Copiando Barack Obama

Trecho de artigo de Diogo Mainardi:
O ministro Carlos Ayres Britto deu um voto a favor do sistema de cotas raciais, argumentando o seguinte: "É pelo combate a situações de desigualdade que se concretiza o valor da igualdade". Isso se aplicaria se a desigualdade se originasse na universidade. A gente sabe que a realidade é outra. A gente sabe que a desigualdade nasce no ensino básico, e é lá que ela tem de ser combatida. A má qualidade da escola pública cria uma casta de párias analfabetos, os intocáveis da tabuada, dalits brancos e negros, que nunca poderão se igualar aos que estudam na escola particular.

É desolador ter de repetir sempre a mesma lengalenga.
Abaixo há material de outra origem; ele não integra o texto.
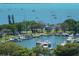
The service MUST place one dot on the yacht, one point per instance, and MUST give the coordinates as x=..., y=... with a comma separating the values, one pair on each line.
x=44, y=44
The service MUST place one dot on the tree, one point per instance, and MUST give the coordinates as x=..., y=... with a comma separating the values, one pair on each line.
x=9, y=21
x=12, y=49
x=70, y=49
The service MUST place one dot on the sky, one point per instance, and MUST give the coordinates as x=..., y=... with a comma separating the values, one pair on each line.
x=47, y=13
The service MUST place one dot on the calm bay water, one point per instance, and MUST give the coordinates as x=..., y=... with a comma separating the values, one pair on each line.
x=39, y=12
x=55, y=40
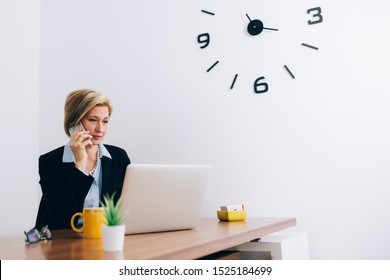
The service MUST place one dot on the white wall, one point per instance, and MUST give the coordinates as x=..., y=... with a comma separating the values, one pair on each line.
x=19, y=90
x=315, y=148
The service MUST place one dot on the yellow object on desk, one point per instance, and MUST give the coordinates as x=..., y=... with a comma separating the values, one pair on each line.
x=236, y=215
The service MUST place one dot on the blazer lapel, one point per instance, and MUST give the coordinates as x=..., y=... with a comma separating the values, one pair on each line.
x=108, y=180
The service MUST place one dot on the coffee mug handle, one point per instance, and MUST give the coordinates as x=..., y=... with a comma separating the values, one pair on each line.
x=72, y=222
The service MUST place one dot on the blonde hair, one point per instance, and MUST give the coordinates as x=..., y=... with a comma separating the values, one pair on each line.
x=79, y=102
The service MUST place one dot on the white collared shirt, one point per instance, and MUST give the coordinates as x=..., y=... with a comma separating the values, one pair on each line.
x=93, y=197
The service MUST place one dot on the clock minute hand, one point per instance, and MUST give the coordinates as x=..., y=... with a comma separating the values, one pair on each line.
x=272, y=29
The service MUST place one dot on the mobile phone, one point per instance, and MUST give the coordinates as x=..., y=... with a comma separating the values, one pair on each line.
x=75, y=129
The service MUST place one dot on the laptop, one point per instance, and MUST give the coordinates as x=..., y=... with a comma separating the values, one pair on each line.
x=161, y=197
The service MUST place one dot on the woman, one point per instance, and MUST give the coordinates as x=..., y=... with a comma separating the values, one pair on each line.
x=80, y=173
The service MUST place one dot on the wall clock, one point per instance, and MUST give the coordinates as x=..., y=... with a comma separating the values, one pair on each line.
x=255, y=27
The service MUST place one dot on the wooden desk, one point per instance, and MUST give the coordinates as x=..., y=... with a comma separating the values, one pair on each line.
x=211, y=236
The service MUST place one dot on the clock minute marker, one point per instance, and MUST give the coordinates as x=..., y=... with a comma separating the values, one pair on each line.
x=309, y=46
x=212, y=66
x=234, y=81
x=288, y=70
x=207, y=12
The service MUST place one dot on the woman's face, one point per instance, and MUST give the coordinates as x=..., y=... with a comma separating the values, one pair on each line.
x=96, y=122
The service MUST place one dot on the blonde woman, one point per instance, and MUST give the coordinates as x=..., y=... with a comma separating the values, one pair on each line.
x=81, y=172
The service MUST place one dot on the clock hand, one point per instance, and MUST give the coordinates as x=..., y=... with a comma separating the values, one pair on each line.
x=256, y=26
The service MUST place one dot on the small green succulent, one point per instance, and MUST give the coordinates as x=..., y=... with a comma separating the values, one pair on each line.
x=112, y=210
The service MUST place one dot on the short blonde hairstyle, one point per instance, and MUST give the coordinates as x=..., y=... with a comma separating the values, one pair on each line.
x=79, y=102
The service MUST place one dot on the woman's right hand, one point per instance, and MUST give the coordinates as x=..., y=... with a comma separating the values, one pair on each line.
x=79, y=143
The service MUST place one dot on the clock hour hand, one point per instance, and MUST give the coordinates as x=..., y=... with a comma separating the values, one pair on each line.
x=256, y=26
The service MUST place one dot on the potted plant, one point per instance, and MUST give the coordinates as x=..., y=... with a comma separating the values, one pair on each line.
x=113, y=232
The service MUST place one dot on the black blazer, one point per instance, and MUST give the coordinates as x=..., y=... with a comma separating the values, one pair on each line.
x=64, y=187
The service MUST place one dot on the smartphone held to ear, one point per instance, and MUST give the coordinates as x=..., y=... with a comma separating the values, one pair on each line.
x=76, y=129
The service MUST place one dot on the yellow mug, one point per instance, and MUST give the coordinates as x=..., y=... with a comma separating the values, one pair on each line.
x=93, y=219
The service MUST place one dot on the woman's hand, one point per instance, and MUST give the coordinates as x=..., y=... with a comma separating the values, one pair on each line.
x=79, y=143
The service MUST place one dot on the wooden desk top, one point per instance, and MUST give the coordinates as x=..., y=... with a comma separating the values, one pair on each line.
x=209, y=237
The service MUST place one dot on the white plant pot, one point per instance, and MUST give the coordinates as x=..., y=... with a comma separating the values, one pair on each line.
x=113, y=238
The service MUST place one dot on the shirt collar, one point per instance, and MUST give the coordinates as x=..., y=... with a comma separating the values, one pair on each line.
x=67, y=156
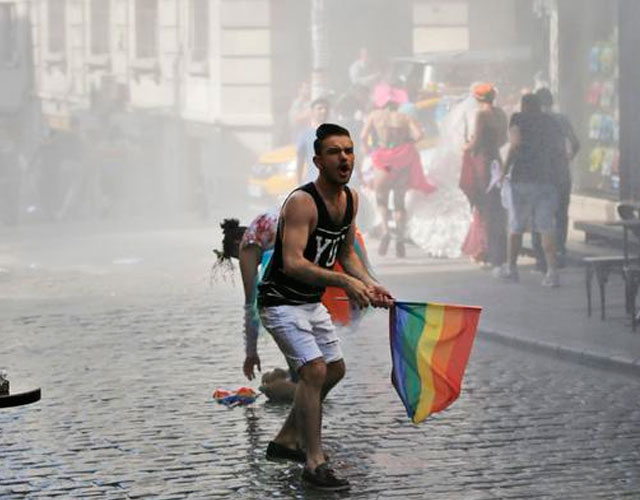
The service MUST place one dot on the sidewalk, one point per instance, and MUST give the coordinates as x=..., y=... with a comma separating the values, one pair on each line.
x=524, y=314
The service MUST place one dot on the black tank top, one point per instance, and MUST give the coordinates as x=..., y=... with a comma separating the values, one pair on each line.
x=322, y=249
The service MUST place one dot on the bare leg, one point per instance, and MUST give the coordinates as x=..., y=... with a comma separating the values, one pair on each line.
x=549, y=249
x=335, y=373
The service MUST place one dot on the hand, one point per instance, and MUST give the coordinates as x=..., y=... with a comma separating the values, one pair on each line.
x=250, y=362
x=380, y=296
x=358, y=292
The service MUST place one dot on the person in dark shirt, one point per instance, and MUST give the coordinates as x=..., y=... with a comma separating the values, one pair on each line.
x=532, y=163
x=316, y=228
x=571, y=145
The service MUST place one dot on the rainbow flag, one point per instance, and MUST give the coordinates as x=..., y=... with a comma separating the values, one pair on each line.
x=430, y=346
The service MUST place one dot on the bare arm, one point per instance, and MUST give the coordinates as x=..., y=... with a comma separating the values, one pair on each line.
x=348, y=257
x=300, y=161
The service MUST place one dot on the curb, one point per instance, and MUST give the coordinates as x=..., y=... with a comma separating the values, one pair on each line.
x=622, y=365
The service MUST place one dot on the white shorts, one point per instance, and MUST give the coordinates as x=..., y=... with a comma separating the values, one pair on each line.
x=303, y=333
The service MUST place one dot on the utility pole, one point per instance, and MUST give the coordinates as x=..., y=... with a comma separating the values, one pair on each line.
x=319, y=49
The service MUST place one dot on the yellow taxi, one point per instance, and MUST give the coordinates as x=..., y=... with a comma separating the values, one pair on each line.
x=274, y=175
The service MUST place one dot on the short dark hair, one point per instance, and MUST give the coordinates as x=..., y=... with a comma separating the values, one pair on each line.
x=545, y=96
x=233, y=232
x=529, y=103
x=327, y=130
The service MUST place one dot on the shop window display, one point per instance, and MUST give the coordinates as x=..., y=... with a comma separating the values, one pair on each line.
x=603, y=124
E a lengalenga é: o Brasil gasta dinheiro de mais na universidade e dinheiro de menos no ensino básico. Se é para macaquear os Estados Unidos, temos de macaqueá-los por inteiro. A universidade pública americana cobra mensalidade dos alunos. Quem pode pagar, paga. Os outros se arranjam com bolsas, empréstimos ou bicos. Se o Brasil fizesse o mesmo, cobrando mensalidade na universidade pública, sobraria mais dinheiro para investir onde importa: no bê-á-bá.
Sem contar que alguém de uma "minoria" étnica que receba o benefício, mesmo se esforçando muito mais acaba rotulado, o que mais tarde reforça o preconceito, como eu já havia comentado.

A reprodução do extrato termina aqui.